Google hits (Novartis + “open innovation”): 24,100
Number of employees with open innovation in their title (LinkedIn search): 0
Point of entry: Did not find any. Standard R&D site.
Google hits (Sanofi-Aventis + “open innovation”): 2,000
Number of employees with open innovation in their title (LinkedIn search): 0
Point of entry: Did not find any. Standard R&D site.
Google hits (AstraZeneca + “open innovation”): 3,530
Number of employees with open innovation in their title (LinkedIn search): 0
Point of entry: Standard site on Global Licensing.
Google hits (Abott Laboraties, open innovation): 6,450
Number of employees with open innovation in their title (LinkedIn search): 0
Point of entry: Did not find any. Standard R&D site.
Google hits (Merck, open innovation): 7,640
Number of employees with open innovation in their title (LinkedIn search): 0
Point of entry: Did not find any. Standard R&D site.
Google hits (Bristol-Myers, open innovation): 2,440
Number of employees with open innovation in their title (LinkedIn search): 0
While Novaris and Johnson & Johnson scored highest in number of hits, only GSK had employees with the term ‘open innovation’ in their titles.
Credit: Used with the permission of Stefan Lindegaard, www.15inno.com, stefanlindegaard@me.com
In June of last year, sanofi-aventis presented a new R&D model aimed at increasing innovation, as the first pillar of its new strategy under recently arrived CEO Chris Viehbacher.
“The objective of this new R&D model is to propose innovative solutions that respond to specific, unmet needs of patients and continue our success in a very competitive international environment,” Viehbacher said at the time. “It is centered on the real needs of patients, the development of scientific networks and openness toward outside entities to strengthen creativity, and a flexible and entrepreneurial approach to research.”
Sanofi gave as its ambitious goal to have in place the most effective R&D organization in the pharmaceutical industry by 2013, as a way of anticipating the consequences of the “rapid evolution of the scientific environment”.
Under the new model, researchers will be grouped in more productive structures and engage in recruiting and training to adapt the profiles and skills of its collaborators to the demands of these mutations. The model also includes strengthening “exploratory structures” that work in close collaboration with outside entities and deploying reactive entrepreneurial units to encourage the emergence of innovation and accelerate the marketing of innovative products.
Marc Cluzel, sanofi’s SVP of R&D, points out that, “We are living through radical times of change for Research.

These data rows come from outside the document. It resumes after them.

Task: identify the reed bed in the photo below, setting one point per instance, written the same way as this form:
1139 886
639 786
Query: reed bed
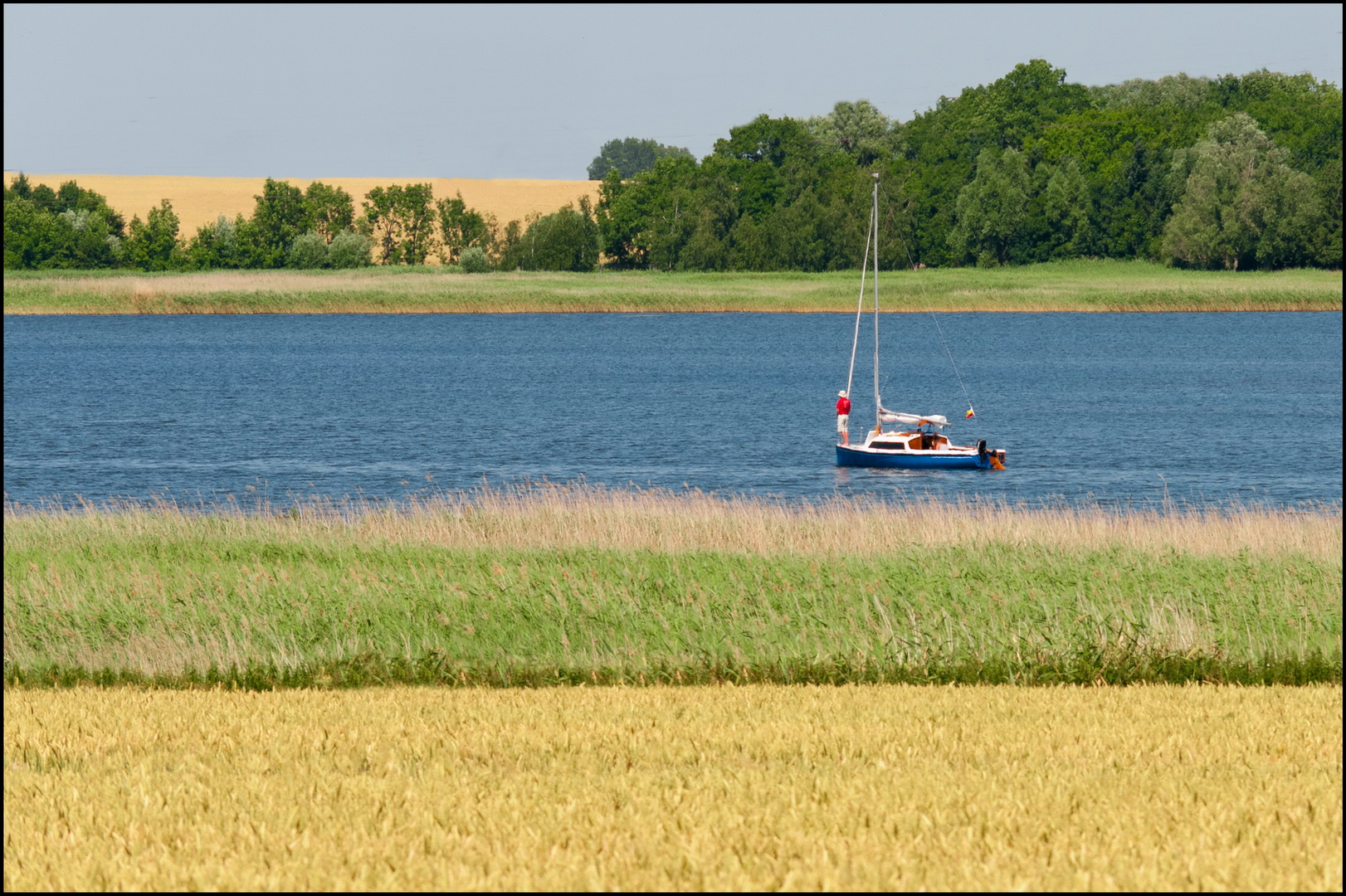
758 787
1079 285
578 584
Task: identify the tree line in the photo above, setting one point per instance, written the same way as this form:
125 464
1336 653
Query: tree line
290 227
1236 173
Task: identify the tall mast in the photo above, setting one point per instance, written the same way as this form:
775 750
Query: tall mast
878 402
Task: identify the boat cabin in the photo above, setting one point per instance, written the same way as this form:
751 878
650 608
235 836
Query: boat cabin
908 441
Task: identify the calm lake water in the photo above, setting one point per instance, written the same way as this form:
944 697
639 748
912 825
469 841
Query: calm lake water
1090 407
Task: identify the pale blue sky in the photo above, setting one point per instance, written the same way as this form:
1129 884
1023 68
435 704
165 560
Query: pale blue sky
534 92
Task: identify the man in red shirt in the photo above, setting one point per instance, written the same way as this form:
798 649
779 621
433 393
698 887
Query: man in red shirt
843 416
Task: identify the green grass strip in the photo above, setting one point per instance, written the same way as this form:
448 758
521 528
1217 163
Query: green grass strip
212 608
1075 285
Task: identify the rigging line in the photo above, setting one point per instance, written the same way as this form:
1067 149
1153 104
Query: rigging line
878 402
859 307
933 316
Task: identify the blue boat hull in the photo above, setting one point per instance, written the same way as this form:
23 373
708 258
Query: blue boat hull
909 460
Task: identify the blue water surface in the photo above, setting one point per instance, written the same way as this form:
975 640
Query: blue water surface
1105 408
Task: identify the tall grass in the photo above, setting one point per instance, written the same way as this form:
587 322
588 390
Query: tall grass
1082 285
563 586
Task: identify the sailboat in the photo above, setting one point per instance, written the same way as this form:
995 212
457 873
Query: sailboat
919 444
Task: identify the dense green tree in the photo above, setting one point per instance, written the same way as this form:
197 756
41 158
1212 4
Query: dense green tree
66 227
349 249
858 129
309 251
563 241
329 210
279 216
474 260
154 244
400 220
216 245
991 210
632 156
1242 206
462 227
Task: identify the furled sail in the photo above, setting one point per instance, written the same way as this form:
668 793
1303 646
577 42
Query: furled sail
913 420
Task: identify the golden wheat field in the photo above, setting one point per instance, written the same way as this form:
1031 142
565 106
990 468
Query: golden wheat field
199 201
753 787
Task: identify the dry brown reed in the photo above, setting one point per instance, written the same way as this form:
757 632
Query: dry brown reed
552 515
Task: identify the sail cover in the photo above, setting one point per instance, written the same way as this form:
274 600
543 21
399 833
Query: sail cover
913 420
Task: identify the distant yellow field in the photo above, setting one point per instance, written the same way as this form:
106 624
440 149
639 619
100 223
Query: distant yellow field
675 789
201 199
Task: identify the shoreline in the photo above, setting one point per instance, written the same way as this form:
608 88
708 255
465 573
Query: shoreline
1057 287
586 587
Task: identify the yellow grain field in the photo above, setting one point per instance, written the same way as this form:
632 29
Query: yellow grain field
688 789
199 201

Given the increasing complexity of the world of science, we need to change our approach to the patient, make use of novel technologies and create new concepts. Tomorrow’s research will be carried out through networks. We will be open to knowledge from outside sources, becoming a key partner. We need to reinvent R&D.”
As a step in this direction, sanofi has initiated a strategic alliance agreement with the Massachusetts Institute of Technology Center for Biomedical Innovation, known as the Sanofi-Aventis Biomedical Innovation Program (SABIP).
Open innovation is a term coined by Henry Chesbrough in his book Open Innovation: The new imperative for creating and profiting from technology. Chesbrough is a professor and executive director at the Center for Open Innovation at UC Berkeley.
Open innovation assumes that the boundaries between a firm and its environment will become more permeable, thereby allowing innovations to transfer easily both inward and outward. The concept’s central tenet is that in a world of widely distributed knowledge, companies can no longer afford to rely entirely on their own research. Instead, they must buy or license processes or inventions (for example, patents) from other companies.
The flipside is that products invented internally that are not needed by the business can be taken outside the company, through licensing, joint ventures and spin-offs.